Inzwischen kämpft auch der hannoveraner Rechtsanwalt Fritz Willig für den Wolfenbütteler, ein ehemaliger Boxer wie sein Mandant. Der 75-Jährige ist einer der prominentesten Anwälte, den die Landeshauptstadt zu bieten hat: Ex-Präsident von Hannover 96 und Verfasser von zwölf Büchern. Er verteidigte unter anderem 96-Trainer Helmut „Fiffi“ Kronsbein, der seine Frau umgebracht haben sollte – und freigesprochen wurde. 1984 war das, lange her.

Willig ist davon überzeugt, dass man Karsten Wrede eigentlich gar nicht hätte ausliefern dürfen. Am Telefon spricht er von „Rechtsbeugung auf höchstem Niveau“. Das Verfahren in Deutschland gegen seinen Mandanten sei nach Paragraf 170 eingestellt worden, eine Straftat konnte ihm nicht nachgewiesen werden. „Jetzt warten wir auf die Einstellung des Verfahrens in Spanien und bereiten dann eine Schadenersatzklage gegen das Land Niedersachsen vor.“ Zu Details will er sich noch nicht äußern.

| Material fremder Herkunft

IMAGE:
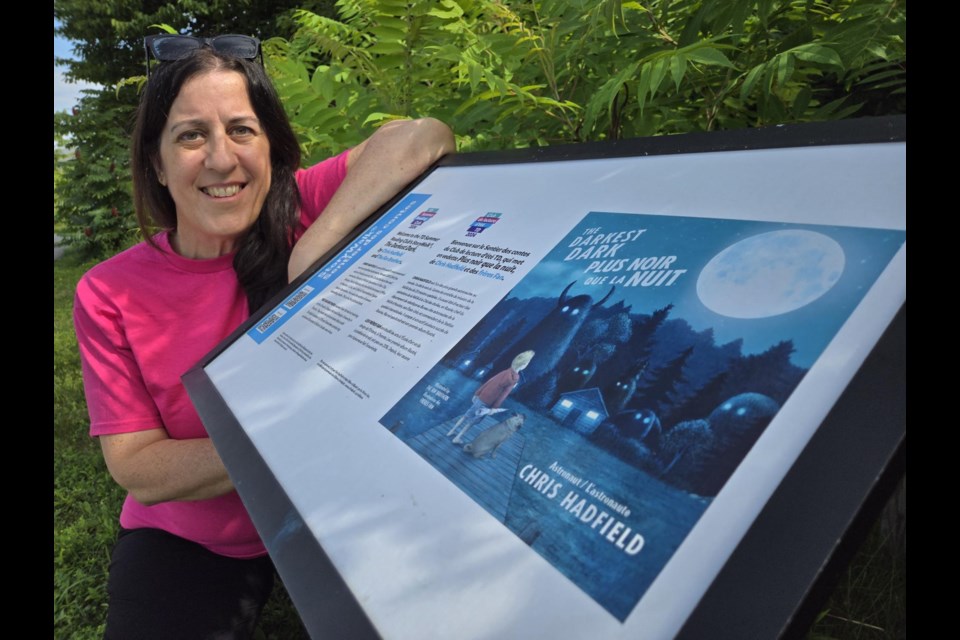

Wrede fliegt wenige Stunden nach unserem Gespräch wieder zurück nach Mallorca. Er will dort bleiben, bis er seine Schulden beglichen hat, bis das Ganze vor Gericht abgeschlossen ist. Er sagt, er habe keine „Knastmacke“ davongetragen, keine Albträume. Trotzdem haben die letzten Jahre Spuren hinterlassen – bei seiner Familie, weil sie mit Anfeindungen leben muss. Aber auch bei ihm: „Das Vertrauen in den deutschen Rechtsstaat habe ich verloren.“

Seit einiger Zeit ist Wrede wieder als Kampfsportlehrer aktiv, er gibt Kurse auf Mallorca und in seiner Heimat, in Braunschweig und der Region. Auch sein „Safety-Kids-Programm“ hat er wieder aufgenommen, die Selbstverteidigungskurse für Kinder, an denen er so hängt. Demnächst eröffnet Frank Hanebuth ein Box- und Selbstverteidigungsstudio in Palma de Mallorca, dort will Wrede als Trainer arbeiten.

Das ist gewissermaßen die Ironie der Geschichte: Vor seiner Verhaftung habe er den mächtigen Hells Angel Hanebuth kaum gekannt, sagt Wrede. Doch die Zeit im Knast, das Verfahren, das sich über Jahre hinzieht, die Ungewissheit, das verbindet Menschen zu einer Schicksalsgemeinschaft. „Frank Hanebuth ist ein charismatischer Typ, ich werde nie leugnen, dass ich ihn kenne.“ Aus einer flüchtigen Bekanntschaft ist Freundschaft geworden.

Auch das ist ein Kapitel in Wredes Drehbuch. Ende offen.